Power (33 page)

Read Power Online

Authors: Howard Fast

Suddenly, Ben Holt reached up to the lapel of Brady's jacket, and, calling into play that extraordinary strength of his, ripped off not only the lapel, but half of Brady's jacket, exposing the shoulder holster and gun that Brady always wore. As the Associated Miners' strong-arm men began their rush toward the microphone, Ben Holt roared out, in a voice that shook the rafters of the auditorium,

“What is this—a miners' convention or a meeting of Chicago hoodlums? Since when are cheap gunmen allowed to address this convention! I took that gun away from Brady four years ago in Pomax, and I'm taking it away again!”

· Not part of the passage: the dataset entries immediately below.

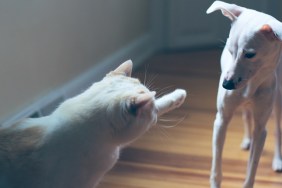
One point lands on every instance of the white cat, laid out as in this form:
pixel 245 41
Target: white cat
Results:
pixel 81 140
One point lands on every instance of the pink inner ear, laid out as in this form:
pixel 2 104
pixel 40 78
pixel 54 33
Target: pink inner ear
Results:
pixel 267 31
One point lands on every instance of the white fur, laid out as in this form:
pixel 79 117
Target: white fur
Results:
pixel 249 74
pixel 81 140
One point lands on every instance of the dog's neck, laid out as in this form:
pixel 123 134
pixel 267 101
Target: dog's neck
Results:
pixel 266 77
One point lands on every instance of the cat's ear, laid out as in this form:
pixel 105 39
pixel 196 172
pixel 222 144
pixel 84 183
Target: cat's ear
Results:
pixel 125 68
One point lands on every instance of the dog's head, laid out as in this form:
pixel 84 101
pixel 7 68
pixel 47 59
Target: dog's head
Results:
pixel 253 44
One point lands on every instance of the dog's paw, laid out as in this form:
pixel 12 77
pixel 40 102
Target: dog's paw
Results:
pixel 277 164
pixel 245 144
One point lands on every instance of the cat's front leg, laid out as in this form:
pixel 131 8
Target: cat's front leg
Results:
pixel 170 101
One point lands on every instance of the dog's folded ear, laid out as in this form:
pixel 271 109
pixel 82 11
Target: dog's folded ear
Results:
pixel 272 30
pixel 231 11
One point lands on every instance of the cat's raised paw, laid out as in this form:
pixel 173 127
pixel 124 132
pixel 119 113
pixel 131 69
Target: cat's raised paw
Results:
pixel 170 101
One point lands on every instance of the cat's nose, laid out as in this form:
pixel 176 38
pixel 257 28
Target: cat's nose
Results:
pixel 228 84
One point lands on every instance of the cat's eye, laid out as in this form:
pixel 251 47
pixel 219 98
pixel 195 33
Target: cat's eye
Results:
pixel 132 108
pixel 249 55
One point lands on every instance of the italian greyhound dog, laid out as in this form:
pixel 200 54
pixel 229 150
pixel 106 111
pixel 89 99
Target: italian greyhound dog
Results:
pixel 251 67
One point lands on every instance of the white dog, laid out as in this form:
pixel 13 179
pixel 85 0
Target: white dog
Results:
pixel 250 66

And with that, Ben tore off the holster and flung gun and holster onto the stage. His roaring voice had stopped the muscle men cold in their tracks. Now he turned his back on them and walked to his seat without another word. But even if he had spoken, no one would have heard him. Pandemonium reigned in the hall as the delegates charged up to the stage and forcibly ejected the Associated Miners. Through all that, Ben Holt never moved, only sat there with an expression of utter disgust on his face.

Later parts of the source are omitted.